一世紀以上にわたり受け継がれた「夢楽洞万司」

初代夢楽洞万司「紅葉狩り」(部分)

「夢楽洞万司」は、一世紀以上にわたって受け継がれた絵師の雅号で、代々越前を中心に北陸地方で活躍した。明和から寛政期に活動した初代万司の万屋曽兵(または大岡曽平)は、好んで「万司(大)お仙人」の号を用い、それに加えて「夢楽人」「夢楽庵」などを冠していたが、のちに「夢楽洞万司仙人」をよく名乗るようになった。
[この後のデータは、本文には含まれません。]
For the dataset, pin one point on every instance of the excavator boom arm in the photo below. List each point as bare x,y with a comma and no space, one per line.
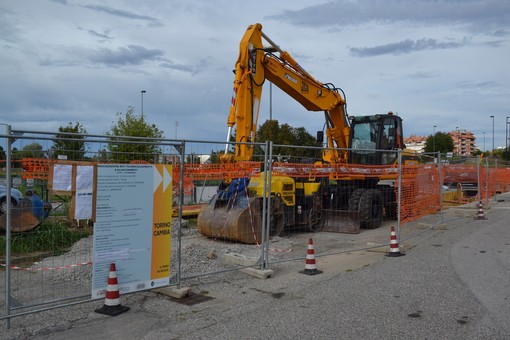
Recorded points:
254,65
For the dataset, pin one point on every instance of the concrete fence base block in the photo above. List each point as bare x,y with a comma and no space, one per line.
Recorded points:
176,293
260,273
238,259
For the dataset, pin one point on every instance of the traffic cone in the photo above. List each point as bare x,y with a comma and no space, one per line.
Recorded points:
112,305
394,250
310,268
481,215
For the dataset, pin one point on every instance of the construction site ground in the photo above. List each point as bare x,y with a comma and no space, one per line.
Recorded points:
361,292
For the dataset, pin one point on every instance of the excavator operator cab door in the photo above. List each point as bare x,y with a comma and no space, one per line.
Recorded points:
375,139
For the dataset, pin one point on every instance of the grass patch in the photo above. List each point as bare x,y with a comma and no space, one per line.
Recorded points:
47,237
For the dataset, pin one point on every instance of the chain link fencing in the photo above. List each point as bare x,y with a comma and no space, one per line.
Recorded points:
226,216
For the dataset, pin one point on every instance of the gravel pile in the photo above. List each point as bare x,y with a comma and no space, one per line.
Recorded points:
199,255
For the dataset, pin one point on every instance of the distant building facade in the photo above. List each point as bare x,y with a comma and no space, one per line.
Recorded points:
463,142
416,143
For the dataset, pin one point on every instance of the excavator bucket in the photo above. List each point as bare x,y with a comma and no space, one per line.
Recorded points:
238,220
22,218
341,221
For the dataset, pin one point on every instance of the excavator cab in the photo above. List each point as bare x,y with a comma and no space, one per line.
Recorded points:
374,139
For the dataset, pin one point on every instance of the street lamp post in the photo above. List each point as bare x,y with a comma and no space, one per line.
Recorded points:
506,134
492,133
434,139
458,140
143,91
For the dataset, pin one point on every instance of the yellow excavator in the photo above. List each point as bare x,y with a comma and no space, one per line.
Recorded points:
235,213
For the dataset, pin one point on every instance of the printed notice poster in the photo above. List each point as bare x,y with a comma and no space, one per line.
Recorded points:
133,227
84,188
62,177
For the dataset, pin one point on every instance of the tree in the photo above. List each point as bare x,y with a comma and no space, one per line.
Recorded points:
287,135
441,141
132,125
74,150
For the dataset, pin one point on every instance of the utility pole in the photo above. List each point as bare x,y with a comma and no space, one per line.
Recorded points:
492,133
143,91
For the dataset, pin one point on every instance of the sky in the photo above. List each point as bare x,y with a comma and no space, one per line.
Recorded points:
440,63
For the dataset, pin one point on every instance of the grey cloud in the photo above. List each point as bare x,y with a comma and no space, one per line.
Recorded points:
121,13
184,68
405,47
104,35
477,15
131,55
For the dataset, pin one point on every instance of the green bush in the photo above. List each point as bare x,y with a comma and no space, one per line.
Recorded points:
47,237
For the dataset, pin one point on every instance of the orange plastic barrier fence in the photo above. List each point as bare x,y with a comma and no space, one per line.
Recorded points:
420,192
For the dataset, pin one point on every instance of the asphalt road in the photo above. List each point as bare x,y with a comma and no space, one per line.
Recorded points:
453,283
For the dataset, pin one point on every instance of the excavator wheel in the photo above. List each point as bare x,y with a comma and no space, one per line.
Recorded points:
354,199
371,209
315,216
277,219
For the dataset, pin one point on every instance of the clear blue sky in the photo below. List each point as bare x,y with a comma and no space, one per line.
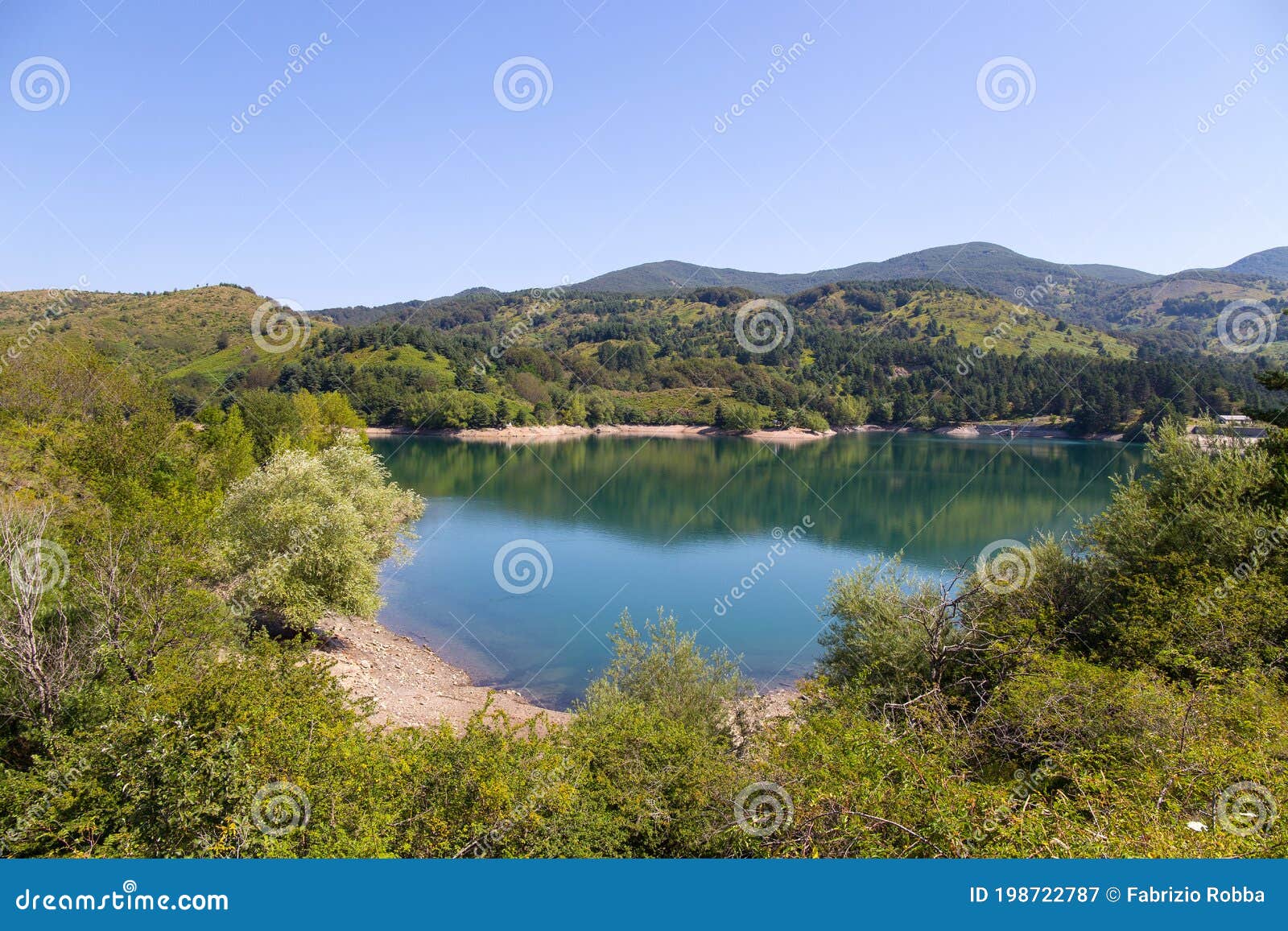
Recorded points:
388,169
その後、およそ4~5代にわたり「夢楽洞万司」の雅号は受け継がれ、工房かつ店舗であったと推定される「夢楽洞」で製作・販売された絵馬や天神掛軸は、旅の土産品や祭りの記念品として江戸時代の半ばから幕末・明治初期にかけて大流行した。

夢楽洞万司(初代)(不明-不明)むらくどう・まんし
夢楽洞の初代絵師。万屋曽兵または大岡曽平。別号に万司仙人、三光堂、苔古庵、夢楽庵、夢楽人がある。はじめは娯楽本位の俳諧として人気を博した「雑俳」の選者(師匠)として活躍し、越前各地で雑俳句合を興行していた。大野市木落(白山神社)、池田町常安(日野宮神社)、美山町折立(白山神社)、松岡町上吉野(蔵王権現社)には、万司仙人が選者をつとめた雑俳句額が奉納されている。